One final try to attract Kia
Published 12:00 am Monday, March 13, 2006
Kia Motors Corp. started a regional dogfight when it announced its intention to build a major automobile manufacturing plant in the southeast.
The company plans to announce where they’ll build the plant as soon as Tuesday, and in the final round, Mississippi proved it was ready to throw a haymaker in the name of economic development .
Meridian, Miss., wanted the plant, hoping to bring Kia’s proposed 2,500 jobs to one of the nation’s poorest regions, which includes east Mississippi and west Alabama.
But an offer from LaGrange, Ga., caught Kia executives’ interest, due to the city’s proximity to Interstate 85, and the numerous industrial parks and automotive suppliers in the immediate area.
Then the state of Mississippi delivered a
counterpunch of historic proportions Thursday, offering Kia an incentives package worth $1 billion, according to economic development officials in Columbus, Miss. The mammoth incentive package tested the composure of Jay Shows, chairman of Demopolis’ Industrial Development Board, who laughed, “boisterously,” he added, when he heard of it.
The offer includes around a quarter-million dollars in Gulf Opportunity Zone grants, which were awarded to the state in the aftermath of Hurricane Katrina.
If the $1 billion offer is accepted, Mississippi would pay Kia around $400,000 per job. It is the biggest incentive package in United States history, according to press reports.
“Alabama took a lot of heat and bad press when they landed Mercedes-Benz (near Tuscaloosa), and the cost per job was barely $100,000 per job,” Shows said, referencing the state’s successful, $253 million incentive package. “At the time, I thought that was too much, so how in the world is Mississippi going to answer this?”
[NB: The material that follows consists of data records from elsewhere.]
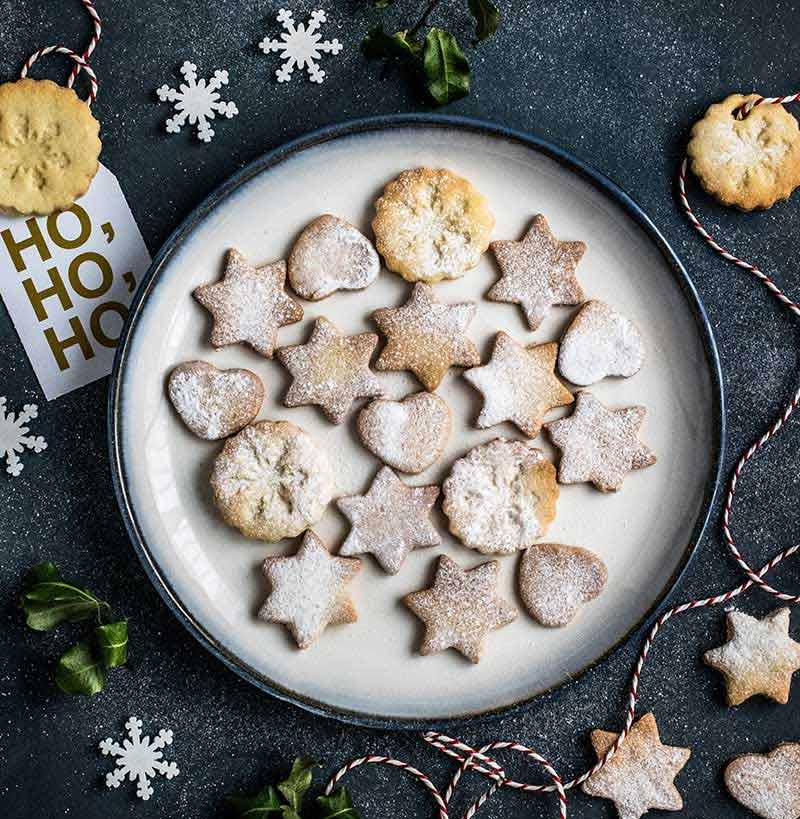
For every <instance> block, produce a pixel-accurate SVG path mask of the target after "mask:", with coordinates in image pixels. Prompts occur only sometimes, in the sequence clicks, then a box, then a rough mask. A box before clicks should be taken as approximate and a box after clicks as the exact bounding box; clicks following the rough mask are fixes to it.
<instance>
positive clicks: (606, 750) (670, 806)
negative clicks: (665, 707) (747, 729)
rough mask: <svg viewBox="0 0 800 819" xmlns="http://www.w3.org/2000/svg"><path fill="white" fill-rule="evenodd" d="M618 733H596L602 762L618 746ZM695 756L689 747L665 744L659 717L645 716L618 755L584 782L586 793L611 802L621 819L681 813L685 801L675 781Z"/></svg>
mask: <svg viewBox="0 0 800 819" xmlns="http://www.w3.org/2000/svg"><path fill="white" fill-rule="evenodd" d="M616 739H617V734H614V733H611V732H609V731H592V733H591V741H592V745H593V747H594V750H595V753H596V754H597V758H598V759H602V758H603V757H604V756H605V754H606V752H607V751H608V749H609V748H610V747H611V746H612V745H613V744H614V742H615V740H616ZM691 755H692V752H691V749H689V748H676V747H673V746H671V745H662V744H661V739H660V738H659V736H658V726H657V725H656V718H655V717H654V716H653V715H652V714H645V715H644V716H643V717H642V718H641V719H639V720H637V721H636V722H634V724H633V727H632V728H631V731H630V733H629V734H628V736H627V737H626V739H625V741H624V742H623V743H622V745H620V747H619V750H618V751H617V753H616V754H615V755H614V756H613V757H612V759H611V760H610V761H609V762H607V763H606V764H605V766H604V767H603V768H601V769H600V770H599V771H598V772H597V773H596V774H592V776H590V777H589V778H588V779H587V780H586V782H584V783H583V791H584V793H588V794H589V796H599V797H600V798H601V799H609V800H611V801H612V802H613V803H614V804H615V805H616V808H617V812H618V813H619V819H639V818H640V817H641V816H643V815H644V814H645V813H647V811H649V810H651V809H652V808H655V809H658V810H681V809H682V808H683V799H682V798H681V795H680V792H679V791H678V789H677V788H676V787H675V784H674V779H675V777H676V776H677V775H678V773H680V771H681V769H682V768H683V766H684V765H685V764H686V763H687V762H688V761H689V757H690V756H691Z"/></svg>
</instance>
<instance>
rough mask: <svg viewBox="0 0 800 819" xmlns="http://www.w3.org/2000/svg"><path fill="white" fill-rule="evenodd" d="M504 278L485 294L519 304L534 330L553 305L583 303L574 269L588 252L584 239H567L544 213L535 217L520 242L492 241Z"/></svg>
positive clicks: (486, 295) (499, 265)
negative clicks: (497, 241)
mask: <svg viewBox="0 0 800 819" xmlns="http://www.w3.org/2000/svg"><path fill="white" fill-rule="evenodd" d="M491 248H492V252H493V253H494V255H495V258H496V259H497V264H498V265H499V266H500V272H501V273H502V275H501V277H500V278H499V279H498V281H497V283H496V284H495V285H494V287H492V289H491V290H490V291H489V292H488V293H487V294H486V296H487V298H489V299H491V300H492V301H503V302H511V303H512V304H519V306H520V307H521V308H522V311H523V312H524V313H525V318H527V320H528V324H529V325H530V328H531V330H535V329H536V328H537V327H538V326H539V325H540V324H541V323H542V320H543V319H544V317H545V316H546V315H547V312H548V310H549V309H550V308H551V307H552V306H553V305H554V304H580V303H581V302H582V301H583V300H584V295H583V289H582V288H581V286H580V284H579V283H578V279H577V278H576V276H575V268H576V267H577V266H578V262H579V261H580V260H581V258H582V257H583V254H584V253H585V252H586V245H585V244H584V243H583V242H564V241H561V240H559V239H556V238H555V236H553V234H552V232H551V231H550V227H549V225H548V224H547V219H545V218H544V216H542V215H541V214H538V215H537V216H534V217H533V221H532V222H531V226H530V227H529V228H528V232H527V233H526V234H525V237H524V238H523V239H522V241H520V242H511V241H498V242H492V244H491Z"/></svg>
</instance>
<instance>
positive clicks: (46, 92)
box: [0, 78, 101, 215]
mask: <svg viewBox="0 0 800 819" xmlns="http://www.w3.org/2000/svg"><path fill="white" fill-rule="evenodd" d="M99 132H100V123H99V122H98V121H97V120H96V119H95V118H94V117H93V116H92V112H91V110H90V109H89V106H88V105H87V104H86V103H85V102H82V101H81V100H80V99H79V98H78V95H77V94H76V93H75V92H74V91H73V90H72V89H71V88H64V87H62V86H60V85H56V84H55V83H54V82H50V80H31V79H27V78H26V79H22V80H17V81H16V82H7V83H3V84H2V85H0V211H6V212H9V213H19V214H24V215H27V214H31V213H34V214H48V213H52V212H53V211H56V210H65V209H66V208H68V207H70V206H71V205H72V204H73V203H74V202H75V200H76V199H77V198H78V197H80V196H82V195H83V194H84V193H86V191H87V190H89V185H90V184H91V182H92V179H94V176H95V174H96V173H97V169H98V167H99V163H98V157H99V156H100V148H101V144H100V137H99V136H98V134H99Z"/></svg>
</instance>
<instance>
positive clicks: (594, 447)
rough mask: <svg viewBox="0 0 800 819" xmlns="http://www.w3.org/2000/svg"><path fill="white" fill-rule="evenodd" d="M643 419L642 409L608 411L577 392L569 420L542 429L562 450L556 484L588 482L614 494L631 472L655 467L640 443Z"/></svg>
mask: <svg viewBox="0 0 800 819" xmlns="http://www.w3.org/2000/svg"><path fill="white" fill-rule="evenodd" d="M645 415H647V410H646V409H645V408H644V407H625V408H624V409H619V410H611V409H609V408H608V407H606V406H604V405H603V404H601V403H600V401H599V400H598V399H597V398H595V397H594V396H593V395H592V394H591V393H590V392H585V391H582V392H579V393H578V394H577V401H576V403H575V411H574V412H573V413H572V415H571V416H570V417H569V418H564V419H562V420H560V421H551V422H550V423H549V424H545V425H544V428H545V429H546V430H547V431H548V433H549V434H550V437H551V438H552V439H553V443H554V444H555V445H556V446H557V447H558V448H559V449H560V450H561V463H560V464H559V467H558V480H559V481H560V482H561V483H583V482H584V481H591V482H592V483H593V484H594V485H595V486H596V487H597V488H598V489H600V490H601V491H603V492H615V491H616V490H617V489H619V488H620V487H621V486H622V482H623V481H624V480H625V476H626V475H627V474H628V472H630V471H631V470H632V469H643V468H644V467H646V466H651V465H652V464H654V463H655V462H656V456H655V455H654V454H653V452H652V450H651V449H650V448H649V447H647V446H645V444H643V443H642V442H641V441H640V440H639V428H640V427H641V425H642V422H643V421H644V417H645Z"/></svg>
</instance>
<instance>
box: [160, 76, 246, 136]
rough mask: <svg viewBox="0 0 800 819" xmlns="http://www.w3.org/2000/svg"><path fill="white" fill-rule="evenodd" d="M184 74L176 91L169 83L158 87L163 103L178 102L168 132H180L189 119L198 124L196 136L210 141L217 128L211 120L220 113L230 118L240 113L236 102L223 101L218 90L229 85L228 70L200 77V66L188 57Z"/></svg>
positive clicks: (167, 132)
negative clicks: (199, 79) (199, 78)
mask: <svg viewBox="0 0 800 819" xmlns="http://www.w3.org/2000/svg"><path fill="white" fill-rule="evenodd" d="M181 74H183V78H184V80H185V82H182V83H181V84H180V85H179V86H178V89H177V90H176V89H174V88H170V87H169V86H168V85H166V84H164V85H162V86H161V88H158V89H156V94H158V98H159V99H160V100H161V102H173V103H175V105H174V106H173V108H174V109H175V116H173V117H170V118H169V119H168V120H167V123H166V127H167V133H168V134H177V133H178V132H179V131H180V130H181V128H182V127H183V126H184V125H185V124H186V120H187V119H188V120H189V124H190V125H194V124H195V123H197V136H198V137H199V138H200V139H201V140H202V141H203V142H211V137H213V136H214V129H213V128H212V127H211V124H210V122H209V120H212V119H214V118H215V116H216V115H217V114H221V115H222V116H224V117H227V118H228V119H231V118H232V117H235V116H236V115H237V114H238V113H239V109H238V108H237V107H236V103H235V102H222V101H221V100H220V96H221V95H220V93H219V90H220V88H222V86H223V85H227V84H228V72H227V71H215V72H214V76H213V77H212V78H211V79H210V80H208V81H206V80H198V79H197V66H196V65H195V64H194V63H190V62H189V61H188V60H187V61H186V62H185V63H184V64H183V65H182V66H181Z"/></svg>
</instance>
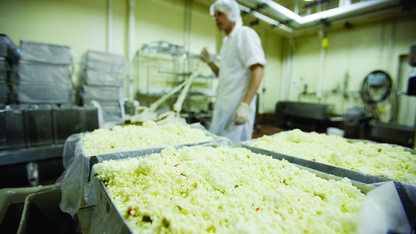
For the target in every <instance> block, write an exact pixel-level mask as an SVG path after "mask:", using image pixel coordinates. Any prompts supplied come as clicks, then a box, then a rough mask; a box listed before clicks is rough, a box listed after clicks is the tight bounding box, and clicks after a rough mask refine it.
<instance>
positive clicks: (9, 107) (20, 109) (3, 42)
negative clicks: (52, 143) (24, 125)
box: [0, 34, 25, 150]
mask: <svg viewBox="0 0 416 234" xmlns="http://www.w3.org/2000/svg"><path fill="white" fill-rule="evenodd" d="M17 57H18V49H17V46H16V45H15V44H14V43H13V42H12V41H11V40H10V38H9V37H8V36H7V35H5V34H0V106H1V108H0V150H2V149H7V148H13V147H22V146H23V147H24V146H25V139H24V138H23V136H25V132H24V128H23V115H22V111H21V109H20V108H19V107H16V106H8V104H10V85H9V84H10V75H11V74H12V68H13V65H14V63H15V61H16V60H17Z"/></svg>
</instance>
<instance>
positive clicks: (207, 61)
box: [199, 48, 211, 63]
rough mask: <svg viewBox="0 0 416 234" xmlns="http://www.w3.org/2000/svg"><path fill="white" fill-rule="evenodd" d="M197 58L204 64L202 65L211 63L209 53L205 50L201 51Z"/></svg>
mask: <svg viewBox="0 0 416 234" xmlns="http://www.w3.org/2000/svg"><path fill="white" fill-rule="evenodd" d="M199 58H200V59H201V60H202V61H203V62H204V63H209V62H211V57H210V56H209V53H208V51H207V49H206V48H204V49H202V51H201V54H200V55H199Z"/></svg>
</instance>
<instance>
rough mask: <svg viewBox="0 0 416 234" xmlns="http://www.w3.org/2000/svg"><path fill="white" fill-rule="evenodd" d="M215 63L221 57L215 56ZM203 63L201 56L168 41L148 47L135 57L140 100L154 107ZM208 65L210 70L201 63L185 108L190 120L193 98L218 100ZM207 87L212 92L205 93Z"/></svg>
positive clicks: (207, 92)
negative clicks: (158, 98)
mask: <svg viewBox="0 0 416 234" xmlns="http://www.w3.org/2000/svg"><path fill="white" fill-rule="evenodd" d="M212 60H213V61H219V60H220V58H219V55H214V56H212ZM199 61H200V59H199V55H197V54H191V53H190V52H188V51H186V50H185V49H184V47H183V46H181V45H177V44H173V43H170V42H166V41H157V42H152V43H148V44H144V45H143V46H142V47H141V49H140V50H138V51H137V52H136V54H135V57H134V74H135V84H134V87H135V90H136V99H139V98H140V97H141V98H142V101H143V102H145V103H146V105H147V106H150V104H151V100H150V99H151V98H153V97H160V96H162V95H164V94H166V93H168V92H169V91H171V89H173V88H174V87H175V86H177V85H179V84H180V83H181V82H183V81H184V80H185V79H186V78H187V77H188V76H190V75H191V73H192V72H191V71H193V70H194V69H195V67H196V66H197V64H198V63H199ZM205 66H206V69H204V67H203V65H201V64H200V65H199V66H198V72H197V74H195V78H196V79H195V80H194V82H193V88H191V90H190V91H189V93H188V96H187V101H186V104H185V108H184V110H185V112H186V113H185V114H184V115H185V116H186V117H190V116H191V115H192V114H190V110H191V102H192V100H191V99H192V98H193V97H203V98H208V103H209V102H212V100H210V99H211V98H214V97H216V80H215V79H214V78H216V77H215V75H214V74H213V73H212V71H211V70H210V69H209V67H208V66H207V65H205ZM204 87H205V88H206V87H210V89H205V90H204V89H203V88H204ZM201 89H202V90H201ZM173 97H177V95H174V96H173ZM144 98H145V100H144ZM208 106H209V105H207V110H209V108H208ZM201 116H202V115H201ZM204 117H206V114H205V115H204Z"/></svg>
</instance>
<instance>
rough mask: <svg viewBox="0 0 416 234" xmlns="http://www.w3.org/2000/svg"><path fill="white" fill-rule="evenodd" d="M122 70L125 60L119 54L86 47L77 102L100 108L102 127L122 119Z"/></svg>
mask: <svg viewBox="0 0 416 234" xmlns="http://www.w3.org/2000/svg"><path fill="white" fill-rule="evenodd" d="M125 69H126V60H125V58H124V56H121V55H117V54H112V53H105V52H98V51H91V50H90V51H87V53H85V55H84V56H83V59H82V63H81V75H80V78H81V85H80V86H79V88H78V92H77V102H78V104H79V105H82V106H87V105H90V104H91V102H92V101H94V102H93V103H95V105H98V107H99V108H100V109H101V116H102V123H101V125H102V126H104V125H106V124H110V125H111V124H119V123H123V122H124V117H123V116H124V107H123V103H122V101H121V89H122V87H123V86H124V79H125Z"/></svg>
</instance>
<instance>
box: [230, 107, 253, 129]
mask: <svg viewBox="0 0 416 234" xmlns="http://www.w3.org/2000/svg"><path fill="white" fill-rule="evenodd" d="M249 113H250V106H249V105H248V104H247V103H245V102H242V103H240V105H238V107H237V109H236V110H235V112H234V114H233V121H234V123H235V124H236V125H240V124H244V123H245V122H247V120H248V114H249Z"/></svg>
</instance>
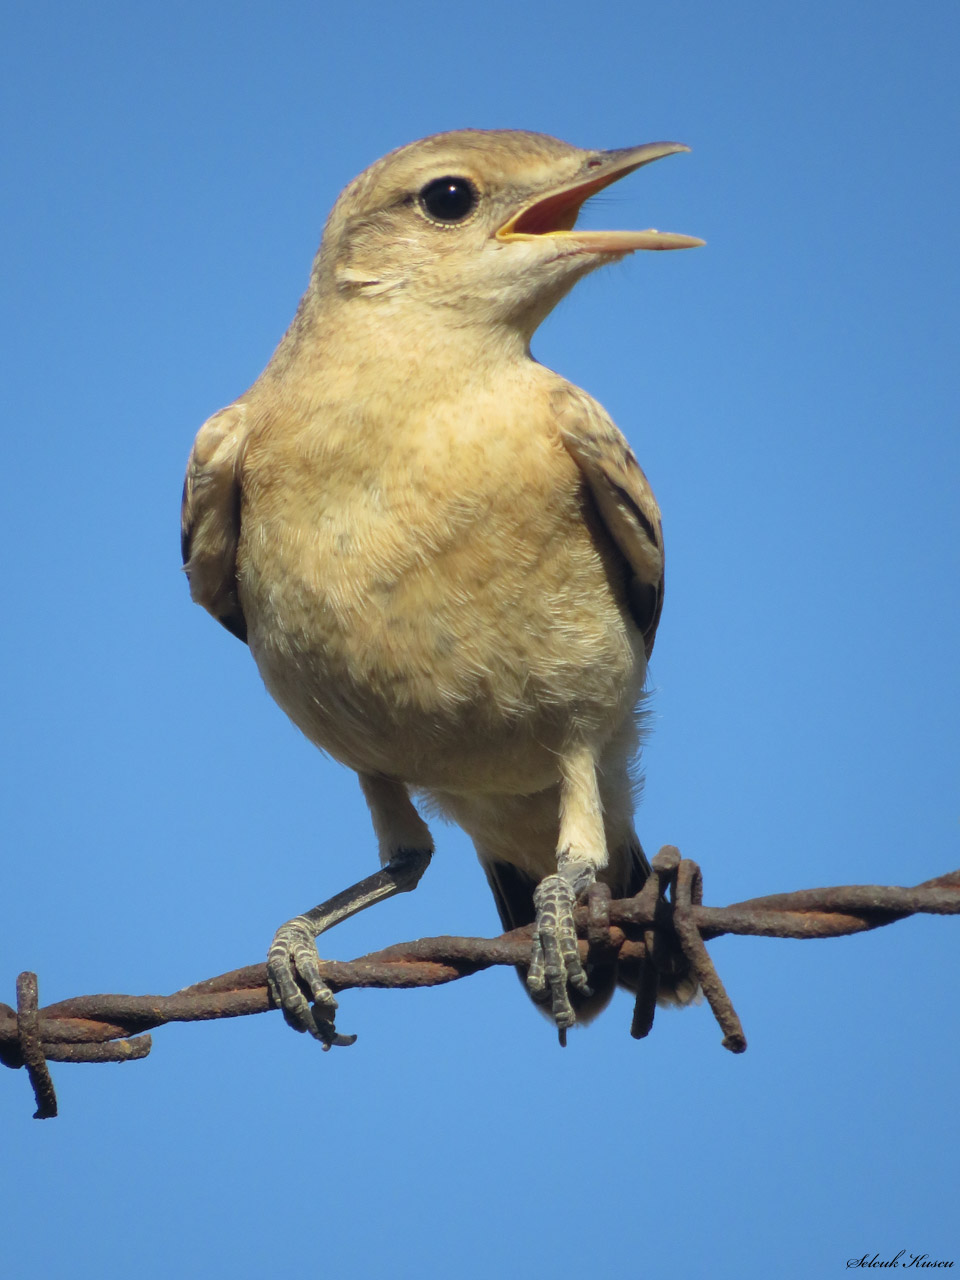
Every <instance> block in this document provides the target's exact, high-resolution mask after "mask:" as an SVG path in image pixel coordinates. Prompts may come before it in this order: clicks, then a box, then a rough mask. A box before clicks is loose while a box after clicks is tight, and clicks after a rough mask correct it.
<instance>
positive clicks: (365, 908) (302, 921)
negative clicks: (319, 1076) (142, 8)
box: [266, 774, 433, 1048]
The Columbus package includes $279 million in state tax breaks, $59 million in payroll tax rebates and $240 million in federal incentives made available by the GOZA legislation.
It’s important to make a good offer,
Shows said, because there are many different ways a major manufacturing plant can uplift a community. But it’s not wise to mortgage the state’s future just to woo a corporation.
“I wish them well,” he added.
Far from worrying about pundits’ pot-shots regarding the billion-dollar offer, Joe Max Higgins, Shows’ counterpart in Columbus, said the state might as well leave it all out on the battlefield.
“There’s no sense in taking powder home, boys,” he told the Atlanta Journal-Constitution. “Let’s shoot it.”
The giant offer from Columbus makes a Meridian location unlikely. But local leaders are still hoping Kia will see the value of a location near the border.
“We feel it’ll be a blessing for this area, not only with the jobs at Kia, but with spinoff jobs,” Livingston Mayor Tom Tartt,
whose constituents live just 17 miles from the proposed site, said. “It could have a dramatic impact on this part of the state.”
Shows said east Mississippi simply lacks the ready, available workforce to staff a 2,500-job factory. That, he said, is why Meridian seemed so perfect. Not only could the car-maker draw from its local population, but with Sumter, Greene and Marengo counties just a few minutes away, the workforce was much larger than just what the Magnolia State could offer.